Difference between revisions of "RAL Tier1 weekly operations castor 17/01/2011"
From GridPP Wiki
Matt viljoen (Talk | contribs) |
(No difference)
|
Latest revision as of 11:46, 17 January 2011
Contents
Operations News
- Started testing wirth CEDA on facilities
- Agreed a preliminary structure for CASTOR configuration within Quattor
- Possible cause of disk servers becoming unresponsive identified as use of TCP by rsyslog. Investigating switching to UDP.

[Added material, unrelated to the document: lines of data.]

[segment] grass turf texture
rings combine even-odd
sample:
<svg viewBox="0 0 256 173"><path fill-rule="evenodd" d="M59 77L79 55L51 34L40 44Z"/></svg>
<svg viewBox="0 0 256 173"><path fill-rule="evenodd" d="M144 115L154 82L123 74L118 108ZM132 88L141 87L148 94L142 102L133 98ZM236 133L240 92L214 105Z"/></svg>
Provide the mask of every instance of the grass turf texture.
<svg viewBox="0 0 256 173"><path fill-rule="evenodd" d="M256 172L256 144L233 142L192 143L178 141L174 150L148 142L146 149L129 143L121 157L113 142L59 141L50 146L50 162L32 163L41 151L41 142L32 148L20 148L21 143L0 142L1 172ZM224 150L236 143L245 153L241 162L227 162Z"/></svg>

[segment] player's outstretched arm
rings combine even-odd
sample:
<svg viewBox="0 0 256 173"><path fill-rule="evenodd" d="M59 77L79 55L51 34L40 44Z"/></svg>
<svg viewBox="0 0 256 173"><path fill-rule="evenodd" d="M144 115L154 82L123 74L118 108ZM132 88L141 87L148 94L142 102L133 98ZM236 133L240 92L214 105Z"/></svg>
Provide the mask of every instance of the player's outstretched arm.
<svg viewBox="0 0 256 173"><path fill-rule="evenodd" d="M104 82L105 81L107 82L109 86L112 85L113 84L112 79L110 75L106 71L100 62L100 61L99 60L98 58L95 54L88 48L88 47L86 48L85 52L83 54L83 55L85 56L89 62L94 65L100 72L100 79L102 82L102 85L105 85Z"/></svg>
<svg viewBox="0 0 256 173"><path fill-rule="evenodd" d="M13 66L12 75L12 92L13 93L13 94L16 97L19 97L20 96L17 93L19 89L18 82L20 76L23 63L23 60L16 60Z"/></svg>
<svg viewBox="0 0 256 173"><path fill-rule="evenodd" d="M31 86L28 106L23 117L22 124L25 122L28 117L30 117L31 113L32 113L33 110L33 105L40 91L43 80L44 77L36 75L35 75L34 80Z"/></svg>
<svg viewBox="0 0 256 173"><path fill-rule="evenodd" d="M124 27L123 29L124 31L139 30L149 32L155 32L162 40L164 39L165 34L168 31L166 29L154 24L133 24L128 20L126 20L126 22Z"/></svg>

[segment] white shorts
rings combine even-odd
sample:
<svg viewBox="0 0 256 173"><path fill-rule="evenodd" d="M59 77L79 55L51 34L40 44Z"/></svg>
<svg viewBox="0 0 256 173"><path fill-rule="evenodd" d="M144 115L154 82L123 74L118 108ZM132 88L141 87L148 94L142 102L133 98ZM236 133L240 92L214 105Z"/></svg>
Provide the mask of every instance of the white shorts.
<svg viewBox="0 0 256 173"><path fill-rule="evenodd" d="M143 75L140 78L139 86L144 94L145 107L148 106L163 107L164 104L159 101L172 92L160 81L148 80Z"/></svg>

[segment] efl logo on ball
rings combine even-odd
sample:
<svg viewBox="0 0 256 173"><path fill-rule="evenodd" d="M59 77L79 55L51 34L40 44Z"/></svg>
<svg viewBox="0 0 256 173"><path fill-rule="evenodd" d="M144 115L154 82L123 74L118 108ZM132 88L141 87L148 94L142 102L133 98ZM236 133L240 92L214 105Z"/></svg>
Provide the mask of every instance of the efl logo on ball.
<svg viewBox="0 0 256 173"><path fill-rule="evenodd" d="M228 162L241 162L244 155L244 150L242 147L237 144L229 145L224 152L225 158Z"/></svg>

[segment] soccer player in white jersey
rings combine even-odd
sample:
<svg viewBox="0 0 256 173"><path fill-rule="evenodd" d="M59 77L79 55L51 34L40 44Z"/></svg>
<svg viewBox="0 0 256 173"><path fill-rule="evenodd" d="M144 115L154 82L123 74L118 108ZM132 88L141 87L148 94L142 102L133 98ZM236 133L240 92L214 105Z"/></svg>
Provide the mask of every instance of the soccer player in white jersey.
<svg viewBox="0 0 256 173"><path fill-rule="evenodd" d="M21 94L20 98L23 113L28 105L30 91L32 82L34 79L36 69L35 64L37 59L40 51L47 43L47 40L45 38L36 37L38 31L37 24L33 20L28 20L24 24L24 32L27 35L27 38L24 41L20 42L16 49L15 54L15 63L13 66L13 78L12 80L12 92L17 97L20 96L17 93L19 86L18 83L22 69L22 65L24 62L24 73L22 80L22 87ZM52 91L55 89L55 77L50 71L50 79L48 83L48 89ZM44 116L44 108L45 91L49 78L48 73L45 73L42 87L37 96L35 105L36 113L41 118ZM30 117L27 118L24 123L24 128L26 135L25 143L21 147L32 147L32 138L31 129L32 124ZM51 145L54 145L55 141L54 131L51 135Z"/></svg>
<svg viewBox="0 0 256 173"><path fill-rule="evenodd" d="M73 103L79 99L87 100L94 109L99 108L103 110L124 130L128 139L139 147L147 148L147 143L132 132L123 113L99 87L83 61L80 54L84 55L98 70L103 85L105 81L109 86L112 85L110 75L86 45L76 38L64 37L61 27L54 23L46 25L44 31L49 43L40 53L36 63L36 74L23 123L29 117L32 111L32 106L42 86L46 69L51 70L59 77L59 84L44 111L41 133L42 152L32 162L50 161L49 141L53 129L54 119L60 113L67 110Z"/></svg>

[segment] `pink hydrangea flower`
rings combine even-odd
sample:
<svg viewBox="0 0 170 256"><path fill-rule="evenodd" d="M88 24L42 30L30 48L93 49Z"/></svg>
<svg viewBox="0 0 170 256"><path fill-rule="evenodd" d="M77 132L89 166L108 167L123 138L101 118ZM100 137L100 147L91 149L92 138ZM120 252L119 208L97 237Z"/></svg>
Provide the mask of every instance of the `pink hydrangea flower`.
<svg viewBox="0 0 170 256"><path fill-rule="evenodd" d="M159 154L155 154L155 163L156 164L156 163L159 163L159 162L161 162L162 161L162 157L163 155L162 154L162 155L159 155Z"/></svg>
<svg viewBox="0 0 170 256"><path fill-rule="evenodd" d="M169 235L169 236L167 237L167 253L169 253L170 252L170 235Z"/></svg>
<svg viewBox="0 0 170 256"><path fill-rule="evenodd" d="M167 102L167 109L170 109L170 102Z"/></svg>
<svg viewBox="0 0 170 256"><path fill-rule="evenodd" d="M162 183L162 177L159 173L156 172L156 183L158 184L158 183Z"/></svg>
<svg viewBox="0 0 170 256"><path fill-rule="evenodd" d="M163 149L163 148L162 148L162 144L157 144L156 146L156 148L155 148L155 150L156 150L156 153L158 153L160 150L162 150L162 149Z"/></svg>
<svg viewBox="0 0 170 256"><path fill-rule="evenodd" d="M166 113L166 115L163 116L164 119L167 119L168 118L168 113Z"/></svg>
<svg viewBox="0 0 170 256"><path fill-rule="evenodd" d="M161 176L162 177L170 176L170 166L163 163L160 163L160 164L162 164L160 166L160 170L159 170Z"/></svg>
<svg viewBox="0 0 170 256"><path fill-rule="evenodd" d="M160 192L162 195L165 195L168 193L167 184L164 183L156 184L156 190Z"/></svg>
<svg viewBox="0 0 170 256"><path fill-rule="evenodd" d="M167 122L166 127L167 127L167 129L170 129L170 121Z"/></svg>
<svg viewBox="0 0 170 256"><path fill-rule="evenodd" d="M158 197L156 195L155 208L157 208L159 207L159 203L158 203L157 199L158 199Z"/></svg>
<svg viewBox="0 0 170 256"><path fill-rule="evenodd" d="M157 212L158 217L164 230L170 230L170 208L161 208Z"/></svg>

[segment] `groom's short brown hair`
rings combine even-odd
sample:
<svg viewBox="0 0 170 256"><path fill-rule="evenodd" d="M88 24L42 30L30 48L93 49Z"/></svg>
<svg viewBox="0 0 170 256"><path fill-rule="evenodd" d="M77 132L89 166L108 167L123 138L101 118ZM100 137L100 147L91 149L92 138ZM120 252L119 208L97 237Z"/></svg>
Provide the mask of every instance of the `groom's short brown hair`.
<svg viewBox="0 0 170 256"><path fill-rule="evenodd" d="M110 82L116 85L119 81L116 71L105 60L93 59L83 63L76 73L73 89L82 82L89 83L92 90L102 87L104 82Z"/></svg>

- Certification now upgraded to 2.1.9-6
- Several disk servers went into intervention with various errors, mostly in CMS
- Dicussed merging of ATLAS disk pools. Best approach will be discussed with CERN later this week.
Operations Issues
- T2K caused DoS on SRM because their production jobs were hitting us with 75k srmLs requests/hr. T2K looking into this.
Blocking issues
- Lack of production-class hardware running ORACLE 10g needs to be resolved prior to CASTOR for Facilities going into full production
Planned, Scheduled and Cancelled Interventions
Entries in/planned to go to GOCDB
Description | Start | End | Type | Affected VO(s) | Lead by |
---|---|---|---|---|---|
Update ATLAS disk servers to SL5 64bit | 17/01/2011 08:00 | 18/12/2011 16:00 | Downtime | ATLAS | MV |
Advanced Planning
- Upgrade CMS, Gen disk servers to SL5 64bit and Quattorize the non-Quattorized disk servers
- CASTOR certification and upgrade to 2.1.9-10 which incorporates the fix for gridftp-internal to support multiple service classes, enabling checksums for Gen
Staffing
- Castor on Call person: Chris
- Staff absence/out of the office:
- Matthew, Shaun at CERN (Thu-Fri)
- Richard (Fri)